Although not on that list, if chicken and turkey are the same price and are whole birds, turkey is almost always a better deal. Why? Because there’s more meat on a whole turkey per pound than there is on a whole chicken.

Yes, this and other “odd” food facts are mine. Blame it on of one of my weirder hobbies: I read about wholesale prices, retail prices, supply and demand, etc. for food and food industries. I read old publications (some very old) and newer ones too. I find them interesting! YMMV.

J

Planned Visit

Going back to a town I wrote about, 3 years ago, haven’t been up there since. From what I can tell, the town’s economy is faltering, again. This seems to happen in this town every 3-5 years. Discouraging!

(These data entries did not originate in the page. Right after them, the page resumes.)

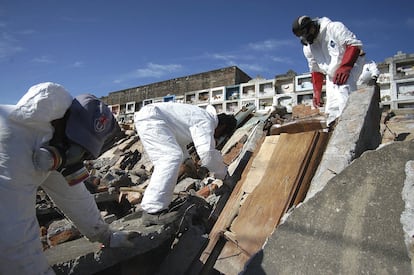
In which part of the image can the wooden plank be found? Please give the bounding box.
[214,132,318,274]
[243,135,279,194]
[216,235,251,273]
[198,122,267,275]
[199,134,273,265]
[292,131,329,206]
[269,119,327,135]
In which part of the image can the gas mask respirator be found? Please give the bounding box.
[292,16,320,46]
[33,142,91,185]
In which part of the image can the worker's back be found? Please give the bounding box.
[134,102,218,148]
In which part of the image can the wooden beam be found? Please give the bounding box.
[292,131,329,206]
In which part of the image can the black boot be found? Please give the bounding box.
[141,209,181,226]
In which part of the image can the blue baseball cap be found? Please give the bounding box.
[65,94,116,158]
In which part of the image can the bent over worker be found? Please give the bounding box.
[134,102,237,226]
[0,82,139,275]
[292,15,366,125]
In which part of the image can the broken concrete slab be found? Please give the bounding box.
[402,160,414,271]
[46,211,176,275]
[307,85,381,199]
[244,140,414,275]
[46,191,214,274]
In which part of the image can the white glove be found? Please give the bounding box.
[103,230,141,248]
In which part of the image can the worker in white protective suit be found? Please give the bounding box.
[292,15,366,125]
[134,102,237,226]
[358,60,380,86]
[0,82,140,275]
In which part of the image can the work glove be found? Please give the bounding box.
[333,45,361,85]
[102,230,141,248]
[311,71,324,108]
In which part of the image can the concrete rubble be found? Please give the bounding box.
[244,86,414,274]
[35,85,414,274]
[244,139,414,275]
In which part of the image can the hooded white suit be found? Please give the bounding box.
[134,103,227,213]
[303,17,365,124]
[0,83,109,274]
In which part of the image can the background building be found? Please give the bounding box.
[102,52,414,125]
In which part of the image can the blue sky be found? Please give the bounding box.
[1,0,413,104]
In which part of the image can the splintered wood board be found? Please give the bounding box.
[214,131,318,275]
[199,135,279,265]
[292,131,329,206]
[242,135,280,194]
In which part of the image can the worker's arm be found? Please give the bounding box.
[41,172,110,241]
[311,71,325,108]
[333,45,361,85]
[41,171,139,247]
[189,122,227,180]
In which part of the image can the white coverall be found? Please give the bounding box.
[303,17,365,125]
[0,83,109,274]
[358,61,380,86]
[134,102,227,213]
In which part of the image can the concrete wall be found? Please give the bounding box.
[102,66,251,106]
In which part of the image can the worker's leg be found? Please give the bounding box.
[137,119,183,214]
[324,79,351,125]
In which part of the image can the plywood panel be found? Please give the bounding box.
[214,132,317,274]
[242,135,279,194]
[199,135,276,266]
[292,131,329,206]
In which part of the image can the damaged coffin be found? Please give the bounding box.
[199,130,328,275]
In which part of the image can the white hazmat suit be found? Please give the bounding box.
[358,61,380,86]
[134,103,227,214]
[0,83,111,274]
[302,17,365,124]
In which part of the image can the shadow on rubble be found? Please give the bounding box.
[395,132,410,141]
[95,240,172,275]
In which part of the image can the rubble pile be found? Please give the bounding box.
[36,119,232,250]
[39,86,414,274]
[35,104,272,248]
[38,103,331,273]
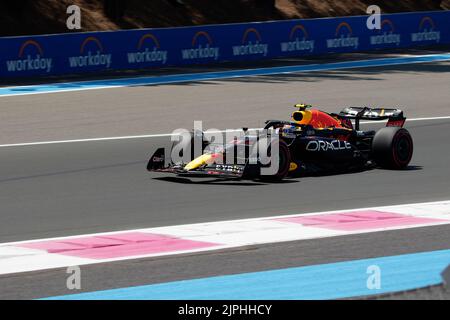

On the other hand, there was (still is) a good used bookstore and a few great clothing consignment shops and antique stores. Unfortunately, my favorite consignment shop seems to be gone, as well as my fave antique shop, alas. But, there are other good ones, and they’re still there. Also gone (from what I can tell) is the crafters’ consignment shop. [I wondered at the time if it was a viable biz model.] We’ll see! Two of us are going to the spice shop, and maybe one of the consignment shops, maybe.

I thought it was 2015 when I was there, but it was 2014.

If the cafe is just as good, then everything is just fine!

What do you look for when you go to a new town? What do you miss when you go back to someplace you knew a few years back? I’m curious!

J

Menu Planning That Isn’t

I discovered that one of my war-time books has a chart with how much food should be used, how often, and what that corresponds to for stored foods (canned, brined, frozen or dried).

Yes, I know the nutritional amounts are likely off, but the last information I found like this was how many row feet of each veggie you needed to grow, per person, per year.

That’s great, if you grow most of your food,  in feet rows; I don’t. I have a few garden beds and get food from markets and a CSA. Also, I don’t regularly buy things like 25 lb bags of wheat berries from Honeyville or other such suppliers.

What I had/could find made it hard to have any idea how much food I’d need to store. Do I have room? Do I really want to do this? (Probably not.) But it was an impossible question to answer before I found this chart.

I believe in the pantry principal, as a money saver, and have for years. (See Barbara Salsbury’s Cut Your Grocery Bills in Half.) But again, how much is sane? What is ridiculous? Where will it just be too much and wasted?

I’ve been working on it. The CSA runs 6 months a year. The plan has always been to not only use the fresh stuff while it runs, but set aside enough to use the rest of the year. Otherwise, it isn’t worth it as it increases our food budget 25% for the year. But if we can buy less during the other 6 months, then it means that I suddenly can afford to feed us organic, fresh or home-preserved food.

I haven’t managed this yet. Two reasons: year one I had no idea how much food I was going to get. Last year (year two) our fridge broke then worked then broke — and we tossed a huge amount of produce accordingly.

But now I know what I SHOULD have!

On the “I’m trying to empty the pantry and freezer by June 30” quest. . . I had one large loin pork chop in the freezer. We had it baked over sweet potatoes, onion, a small amount of raisins, and water. I made gravy from the drippings. Turned out exactly the way I planned, yummy. Today we ate the other 1/2 of this, I diluted the gravy for stock, added some more Better Than Bullion (chicken), chopped the meat added some thyme and made cornbread of a sort. Great lunch. One $3 piece of meat, 4 meals. (It was on sale.)

Not only did I use the pork chop from the freezer, but sweet potatoes and onion from the pantry as well as raisins, BTB, thyme and the fixin’s for cornbread. No recipe for the entrees, no preplanning, just the seat of my pants. I did use a recipe for the bread.

Tonight we should do meatless, but I have a partially picked chicken in the fridge to deal with . . . we’ll see!

One of my other discoveries from the WWII booklet is that I probably should feed us more elaborate meals, I usually do 2  items a veg and entree, sometimes salad. When you’re trying to stretch things the plate gets a bit empty sometimes, more items would help that and also with the empty the stores project too.